Another naming mistake, almost as common and also resulting in a meaningless miasma, is the Alphabet Soup Solution.

In the age of mergers and acquisitions, many good corporate names have been replaced by a string of letters. It works with RCA, IBM and GE. Why not then PPG or MBPXL?

The answer is obvious. Only companies with a long history of very high visibility can get away with shorthand initials.

Running to the alphabet is often the easiest way out--and a sure sign of the naming expert's fatigue. For every AT&T or GE there are hundreds of SMCs, DPFs, GAFs and--most tragic of all--USXs that have chosen alphabetical anonymity.

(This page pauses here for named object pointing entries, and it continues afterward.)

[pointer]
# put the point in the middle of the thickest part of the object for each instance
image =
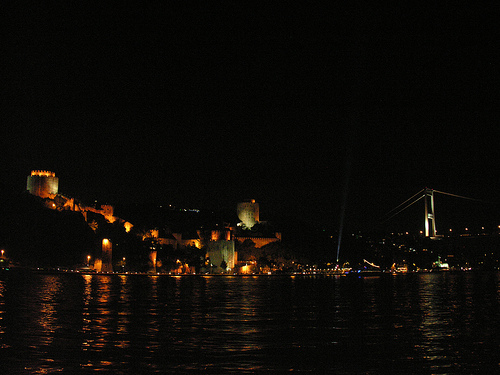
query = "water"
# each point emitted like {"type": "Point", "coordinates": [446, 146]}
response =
{"type": "Point", "coordinates": [414, 323]}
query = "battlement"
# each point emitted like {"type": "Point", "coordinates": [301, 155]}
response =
{"type": "Point", "coordinates": [43, 173]}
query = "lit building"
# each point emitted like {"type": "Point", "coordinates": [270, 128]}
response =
{"type": "Point", "coordinates": [248, 213]}
{"type": "Point", "coordinates": [220, 252]}
{"type": "Point", "coordinates": [107, 248]}
{"type": "Point", "coordinates": [44, 184]}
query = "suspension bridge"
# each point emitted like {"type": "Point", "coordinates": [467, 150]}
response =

The Nearsighted Name also is a hazard. Always keep an eye to the future. With too specific a name, you can fence yourself into a single market, product or service and create problems for future diversification.

Beware especially of geographically limiting names. Allegheny Airlines had a geographically nearsighted name. Its current name, USAir, immediately changed the public perception, communicating its nationwide service.

Beware of Blunders

Names often build up tremendous equity. If a new name won't do a better job of achieving your objectives, keep the old one and revitalize it with a fresh, new visual treatment.

For example, new corporate colors, judiciously selected typography, a revised logo and a systematic approach to graphics can be powerful--and instant--communicators of corporate strategy.

Lastly, beware of the Dirty Word blunder. Even if you think that your market is limited for the moment to the English-speaking world, don't forget the large and growing non-English-speaking population in the United States.

Also remember that today's marketplace is becoming more and more global. Forward-thinking management should anticipate expansion.

Names, therefore, should be checked with the major languages of the world so that awkward homonyms can be avoided.

Chevy Nova, for example, means "no go" in Spanish, and Colgate means "hang yourself" when given the Spanish pronunciation, col-gah-tay.

While it's great fun to call attention to the current lunacy in naming that seems to be sweeping corporate America, it should be remembered that naming is a serious business.

In these days of intensified competition, the right name can be an enormous advantage in the marketplace.